In [2]:
import copy, math
import numpy as np
import matplotlib.pyplot as plt
plt.style.use('./Deeplearning_Material/deeplearning.mplstyle')
np.set_printoptions(precision=2)  # reduced display precision on numpy arrays
print("Run Sucessfully")

Run Sucessfully


<a name="toc_15456_2"></a>
# Problem Statement

You will use the motivating example of housing price prediction. The training dataset contains three examples with four features (size, bedrooms, floors and, age) shown in the table below.  Note that, unlike the earlier labs, size is in sqft rather than 1000 sqft.

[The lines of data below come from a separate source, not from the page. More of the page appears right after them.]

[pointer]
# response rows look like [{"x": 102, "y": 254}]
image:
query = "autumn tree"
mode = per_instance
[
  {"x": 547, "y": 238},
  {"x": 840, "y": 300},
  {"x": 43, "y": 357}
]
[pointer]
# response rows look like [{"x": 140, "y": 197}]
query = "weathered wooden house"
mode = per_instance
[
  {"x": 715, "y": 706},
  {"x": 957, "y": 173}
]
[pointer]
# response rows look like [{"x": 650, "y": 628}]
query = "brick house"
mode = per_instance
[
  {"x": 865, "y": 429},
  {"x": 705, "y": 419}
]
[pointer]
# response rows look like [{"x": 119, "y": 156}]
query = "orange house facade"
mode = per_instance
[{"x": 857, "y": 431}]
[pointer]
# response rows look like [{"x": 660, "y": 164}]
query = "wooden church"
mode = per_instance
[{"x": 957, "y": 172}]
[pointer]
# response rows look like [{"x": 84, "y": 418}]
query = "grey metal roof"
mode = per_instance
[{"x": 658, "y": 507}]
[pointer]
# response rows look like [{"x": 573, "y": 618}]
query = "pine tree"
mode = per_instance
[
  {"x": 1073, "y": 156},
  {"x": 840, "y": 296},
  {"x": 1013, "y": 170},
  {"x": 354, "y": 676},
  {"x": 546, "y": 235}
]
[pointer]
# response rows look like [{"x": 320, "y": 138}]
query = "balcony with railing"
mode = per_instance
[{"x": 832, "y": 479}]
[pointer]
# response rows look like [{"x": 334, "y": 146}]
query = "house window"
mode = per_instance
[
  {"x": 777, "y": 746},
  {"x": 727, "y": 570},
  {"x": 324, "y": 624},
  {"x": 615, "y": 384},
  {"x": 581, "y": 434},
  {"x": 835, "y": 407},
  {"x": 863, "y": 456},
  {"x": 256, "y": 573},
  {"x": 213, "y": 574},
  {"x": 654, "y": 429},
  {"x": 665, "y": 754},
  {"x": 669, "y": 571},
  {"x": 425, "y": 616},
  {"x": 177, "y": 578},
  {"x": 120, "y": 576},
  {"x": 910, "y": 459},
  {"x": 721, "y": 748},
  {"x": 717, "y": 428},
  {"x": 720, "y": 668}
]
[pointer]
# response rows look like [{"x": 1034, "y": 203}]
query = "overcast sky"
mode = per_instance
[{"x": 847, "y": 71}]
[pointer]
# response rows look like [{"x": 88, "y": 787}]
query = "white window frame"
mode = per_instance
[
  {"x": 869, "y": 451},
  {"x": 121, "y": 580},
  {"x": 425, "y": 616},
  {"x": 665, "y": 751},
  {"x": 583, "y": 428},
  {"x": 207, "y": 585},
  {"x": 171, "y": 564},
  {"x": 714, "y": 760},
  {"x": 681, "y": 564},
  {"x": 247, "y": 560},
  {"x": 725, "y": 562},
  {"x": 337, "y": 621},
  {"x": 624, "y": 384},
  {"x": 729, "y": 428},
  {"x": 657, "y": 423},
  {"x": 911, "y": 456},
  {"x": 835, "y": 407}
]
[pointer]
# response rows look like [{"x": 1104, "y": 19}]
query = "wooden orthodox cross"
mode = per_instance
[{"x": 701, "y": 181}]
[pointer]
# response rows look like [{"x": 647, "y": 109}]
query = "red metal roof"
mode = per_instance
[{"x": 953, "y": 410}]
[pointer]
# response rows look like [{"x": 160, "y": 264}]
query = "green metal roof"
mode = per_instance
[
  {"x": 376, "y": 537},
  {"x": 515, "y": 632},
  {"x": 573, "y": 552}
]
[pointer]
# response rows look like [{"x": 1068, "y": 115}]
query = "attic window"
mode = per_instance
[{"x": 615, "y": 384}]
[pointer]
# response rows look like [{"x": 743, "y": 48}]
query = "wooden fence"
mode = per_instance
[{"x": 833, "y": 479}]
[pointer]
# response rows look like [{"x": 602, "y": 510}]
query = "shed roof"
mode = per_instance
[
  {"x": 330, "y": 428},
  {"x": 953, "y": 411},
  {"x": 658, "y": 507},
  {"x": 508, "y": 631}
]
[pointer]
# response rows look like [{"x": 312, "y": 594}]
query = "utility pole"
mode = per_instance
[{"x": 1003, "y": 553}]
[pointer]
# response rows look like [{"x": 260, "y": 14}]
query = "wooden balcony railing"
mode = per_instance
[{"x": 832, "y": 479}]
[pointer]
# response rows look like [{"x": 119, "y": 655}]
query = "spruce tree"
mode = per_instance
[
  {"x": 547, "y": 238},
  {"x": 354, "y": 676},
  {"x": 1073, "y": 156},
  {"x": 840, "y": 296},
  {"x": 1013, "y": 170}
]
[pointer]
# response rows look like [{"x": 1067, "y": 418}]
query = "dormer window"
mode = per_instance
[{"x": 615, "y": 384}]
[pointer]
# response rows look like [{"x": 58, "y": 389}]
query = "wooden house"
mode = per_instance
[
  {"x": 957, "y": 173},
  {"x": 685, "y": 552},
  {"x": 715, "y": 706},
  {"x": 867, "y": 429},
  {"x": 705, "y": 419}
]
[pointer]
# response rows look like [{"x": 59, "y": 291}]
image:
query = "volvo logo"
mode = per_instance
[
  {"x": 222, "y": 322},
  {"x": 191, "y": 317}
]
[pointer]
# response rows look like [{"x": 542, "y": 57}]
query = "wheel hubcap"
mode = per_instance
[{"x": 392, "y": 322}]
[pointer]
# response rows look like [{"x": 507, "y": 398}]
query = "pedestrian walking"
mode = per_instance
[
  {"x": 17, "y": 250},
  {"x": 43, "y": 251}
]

This causes an issue, which you will solve in the next lab!

| Size (sqft) | Number of Bedrooms  | Number of floors | Age of  Home | Price (1000s dollars)  |   
| ----------------| ------------------- |----------------- |--------------|-------------- |  
| 2104            | 5                   | 1                | 45           | 460           |  
| 1416            | 3                   | 2                | 40           | 232           |  
| 852             | 2                   | 1                | 35           | 178           |  

You will build a linear regression model using these values so you can then predict the price for other houses. For example, a house with 1200 sqft, 3 bedrooms, 1 floor, 40 years old.  



In [44]:
#giving 3 tranning data
X_Train = np.array([[2104,5,1,45],[1416,3,2,40],[852,2,1,35]])
Y_Train = np.array([460,232,178])
print("Run Sucessfully")

Run Sucessfully


In [9]:
#printing the data 
print(f"X_train have {X_Train.shape} size and elements are:\n{X_Train}")
print(f"Y_train have {Y_Train.shape} size and elements are:\n{Y_Train}")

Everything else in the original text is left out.